👁️ Hot Chilli Lippy 👁️

Through the Looking-Glass
2021-04-21 20:23:43 (UTC)

My People xxxxxxxxx

The value of genuine friends I believe if I had nothing at all in the world, friends would be my wish. My friends, you have been a vital support bubble when life has decided to home its target at me. It is fitting I offer the same respect back to you whenever needed. I think people can show their true intentions over time; again, time is our best friend. My friends, who I call my people, I've known you for years. My closest friend, you are a dick right now, but I know we'll be fine; we always are. And my other pals who until recently I never leant on you for anything. Thank you! I was struggling, I reached out to you, and you opened your arms to me. Both a mixture of male and female, you have given me your intelligent, unbiased viewpoints and advice and shown a magnitude of thoughtfulness, understanding and selflessness. I am humbled by you and appreciate each of you, as you well know.

I'm glad I called that lady a few days ago to join a running/hiking group. The fact they get together on weekends and explore the countryside is something I need in my world. The lady was so charming and welcoming, and I'm looking forward to meeting up with them all this weekend. Because the group's age range spans from people in their twenties to fifties, it will suit me. I want to meet more people in my local area, and I also want to explore more of the countryside, so even better with people who enjoy that also. When the lady mentioned they don't just do running and hiking, they also meet up for restaurant dinners, pubs, cinema and more. I was excited, great stuff! Yes, I want to be involved with that too.
I thought about it and realized I hold no anxiety or care much for turning up alone and meeting these new people. I'm excited about meeting new people, most likely friends too.

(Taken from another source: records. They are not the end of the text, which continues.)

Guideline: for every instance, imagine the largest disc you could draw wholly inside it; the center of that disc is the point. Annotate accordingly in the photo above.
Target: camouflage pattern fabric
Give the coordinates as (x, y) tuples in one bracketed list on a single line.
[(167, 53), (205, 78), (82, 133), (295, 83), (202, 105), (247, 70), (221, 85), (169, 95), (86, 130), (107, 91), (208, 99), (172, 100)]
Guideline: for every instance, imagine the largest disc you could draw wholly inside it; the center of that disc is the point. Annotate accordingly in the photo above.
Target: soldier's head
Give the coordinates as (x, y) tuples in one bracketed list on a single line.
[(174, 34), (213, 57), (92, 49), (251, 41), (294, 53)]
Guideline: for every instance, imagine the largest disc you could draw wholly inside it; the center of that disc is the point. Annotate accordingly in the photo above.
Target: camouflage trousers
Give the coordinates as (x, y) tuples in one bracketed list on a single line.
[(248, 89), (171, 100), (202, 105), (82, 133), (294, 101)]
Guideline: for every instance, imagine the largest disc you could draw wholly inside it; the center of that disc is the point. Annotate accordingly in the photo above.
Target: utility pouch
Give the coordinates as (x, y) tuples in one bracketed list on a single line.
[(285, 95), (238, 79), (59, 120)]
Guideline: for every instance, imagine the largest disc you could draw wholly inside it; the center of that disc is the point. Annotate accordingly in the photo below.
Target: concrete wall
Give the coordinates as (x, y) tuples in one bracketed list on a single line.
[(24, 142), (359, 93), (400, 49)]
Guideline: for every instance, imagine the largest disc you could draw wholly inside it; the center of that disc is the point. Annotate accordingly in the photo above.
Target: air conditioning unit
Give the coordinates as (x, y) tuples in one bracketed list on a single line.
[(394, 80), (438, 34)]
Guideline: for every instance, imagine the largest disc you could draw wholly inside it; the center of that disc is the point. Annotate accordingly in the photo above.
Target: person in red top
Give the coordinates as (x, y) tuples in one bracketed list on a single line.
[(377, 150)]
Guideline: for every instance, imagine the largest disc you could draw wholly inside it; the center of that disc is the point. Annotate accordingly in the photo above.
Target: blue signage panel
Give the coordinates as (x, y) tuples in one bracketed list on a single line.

Edward, you've been a simmering flame every day this week, phoning me and texting me. Although you have that offer on my table, I know you're not all about that, and to be fair, you have never been; again, time has shown that over the years. You've supported me, and in a way that has not made me cringe or either seeking a goal from it. Your genuine, male perspective has been beneficial for me. You know me well for a few years now and said some things to me that helped me when I felt low, and it's easy to understand you, so it's always an easy conversation with you. Your offer of an ear whenever I need to talk regardless of your home/work life responsibilities is appreciated. And it makes me smile when you laugh when I ask you, "Whatcha after, aye?" and you replied, "You've never given it to me, so I'm here, regardless." Funny guy, you are, lol.

Despite, everything I am still missing 'my guy' but at the same time, still living my life with plans in place ahead, but it doesn't detract that the nights and mornings are the hardest, even if I am chatting on the phone to my friends and they are distracting my thoughts away from him. I love them all; they are a beautiful bunch of people. My people.